YÜKSEK kamu açıkları, yüksek enflasyon ve yüksek reel faizler döneminde bankalarımız Hazine bonosu işinden çok büyük paralar kazandılar.
Kamuoyunun genel kanısının aksine, Hazine bonosundan kazanılan tüm paralar bankaların bilançolarına kar olarak yansımadı. Kazanılan paralar çar-çur edildi denebilir.
Hazine bonosu işinden kazanılan paralar bankalarımızın batık kredilerini, başka alanlardaki verimsizliklerini ve piyasa paylarını artırmak için verdikleri her hizmetin neredeyse ücretsiz olmasını finanse etti. Bir anlamda, bankalarımız Hazine bonosu kazançlarını cömertçe yediler. Aldıkları kur risklerinin 2001 yılında gerçekleşmesiyle de ellerindeki avuçlarında kalanları da kaybettiler.
ESKİ OYUN BİTİYOR
2001 yılından sonra ekonomik istikrar yolunda ilerlerken, bankalarımız için bir başka oyun başladı. Enflasyon düşme eğilimine girip faizlerde düşmeye başladı. Bu kez de bankalarımız Hazine bonosu alıp düşen faizlerle "sermaye kazançları" elde etmeye başladılar. Yani, vadesinde 100 YTL ödenecek Hazine bonosunu ıskonto yoluyla 80 YTL’ye alıp birikmiş faiz dışında fiyat 90 YTL’ye çıktığında, havadan da 10 YTL kar yazdılar. Oyun, faizlerin inmesi üzerine oynanmaya başlandı.
Geçtiğimiz yıllarda, kısa vadeli faizlerin Merkez Bankası tarafından düşürüldüğünde finans sektörü tarafından alkışlanmasının nedeni büyük ölçüde buydu. Faizler düşürülmediğinde de, hoşnutsuzluk bu nedenden kaynaklanıyordu. Yani, oyun, Merkez Bankası’nın kısa vadeli faizleri düşürmesine ve bunun zamanlanmasına odaklanmıştı.
Bu dönemin de sonuna gelindi gibi görünüyor. Para politikasında açık bir biçimde enflasyon hedeflemesine geçilmesiyle beraber, yapılan hesaplamalar bugünkü şartlarda faizlerin eskisi gibi düşürülmesinin fazla olası olmadığını göstermektedir. Hatta, bugünkü faiz düzeyinin orta dönemli enflasyon hedefiyle çok daha tutarlı olduğu konusunda işaretler vardır.

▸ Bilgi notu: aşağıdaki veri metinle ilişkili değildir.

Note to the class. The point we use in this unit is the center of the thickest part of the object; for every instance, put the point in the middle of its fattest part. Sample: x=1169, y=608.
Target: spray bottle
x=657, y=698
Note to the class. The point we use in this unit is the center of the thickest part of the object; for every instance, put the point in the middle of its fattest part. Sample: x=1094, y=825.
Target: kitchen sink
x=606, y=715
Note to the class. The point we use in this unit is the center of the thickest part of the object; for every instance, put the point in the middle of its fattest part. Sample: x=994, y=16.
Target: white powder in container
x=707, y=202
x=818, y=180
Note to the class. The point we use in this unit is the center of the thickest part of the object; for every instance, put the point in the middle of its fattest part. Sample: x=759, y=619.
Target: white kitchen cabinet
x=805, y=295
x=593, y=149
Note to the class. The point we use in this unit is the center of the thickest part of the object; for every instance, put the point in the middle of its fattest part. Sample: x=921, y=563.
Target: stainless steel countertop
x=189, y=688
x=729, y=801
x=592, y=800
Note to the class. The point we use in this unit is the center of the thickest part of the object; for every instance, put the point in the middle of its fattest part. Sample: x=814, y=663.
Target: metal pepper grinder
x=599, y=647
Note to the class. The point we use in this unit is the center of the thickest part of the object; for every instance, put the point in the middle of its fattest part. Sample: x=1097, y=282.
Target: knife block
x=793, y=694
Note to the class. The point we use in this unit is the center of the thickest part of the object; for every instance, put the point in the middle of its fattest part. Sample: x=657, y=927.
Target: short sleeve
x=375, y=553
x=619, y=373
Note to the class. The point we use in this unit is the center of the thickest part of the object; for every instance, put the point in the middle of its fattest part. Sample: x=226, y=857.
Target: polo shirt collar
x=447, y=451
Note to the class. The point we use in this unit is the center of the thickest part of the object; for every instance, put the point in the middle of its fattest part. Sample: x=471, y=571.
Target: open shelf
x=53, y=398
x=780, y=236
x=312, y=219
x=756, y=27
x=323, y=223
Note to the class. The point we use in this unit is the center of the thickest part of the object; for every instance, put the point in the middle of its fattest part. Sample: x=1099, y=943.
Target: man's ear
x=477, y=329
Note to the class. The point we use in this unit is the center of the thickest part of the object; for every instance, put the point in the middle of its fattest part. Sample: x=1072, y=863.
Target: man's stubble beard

Geçen hafta Merkez Bankası’nın açıkladığı enflasyon raporunda da bu yönde izlenimler alınmaktadır.
Kısa vadeli faizlerin belli bir süre sonra tedricen düşürülmesi bu yıl sonu için hedeflenen yüzde 5 enflasyon hedefini tutturmanın göreli olasılığını düşürmektedir. Bunun üzerine kontrol edilemeyen riskler de hesaba katıldığında, "kısa vadeli faizlerin düşmesi yoluyla para kazanmayı amaçlayan oyunun sonuna gelinmiştir" denebilir. En azından, bu yolla para kazanma olasılığı giderek azalmaktadır. Hatta, bir süre sonra, faizlerin artma olasılığı güçlendikçe, para kaybetme riski para kazanma olasılığının önüne dahi geçebilecektir. Yani, oyun artık tek taraflı olmayacaktır.
DERİNLEŞME
Böyle bir döneme girilmiş olmasının finans piyasalarının yaygınlaşması ve derinleşmesi açısından sayısız yararları vardır. Piyasaya yön verecek olan temel dinamikler spekülatif olmaktan giderek uzaklaşacaklardır. Uzun vadeli stratejiler daha fazla ağırlık kazanacaktır. Dolayısıyla, Hazine bonosu piyasasının daha uzun vadelere kayma olasılığı artacaktır. Faizlerin değişme aralığı daraldıkça, faizlere de bir ölçüde istikrar geldikçe, kısa vadeli faizlerin ilerideki enflasyon üzerindeki etkisi de daha güçlü olacaktır.
Ekonomik istikrar, fiyat istikrarını da kapsayıp ekonomideki diğer fiyatlarda yaygınlaştıkça, ekonomik büyümenin kalıcılığı olasılığı artacaktır. Olası dışsal şoklar ise, her zaman gözümüzü açık tutmamız risklerdendir.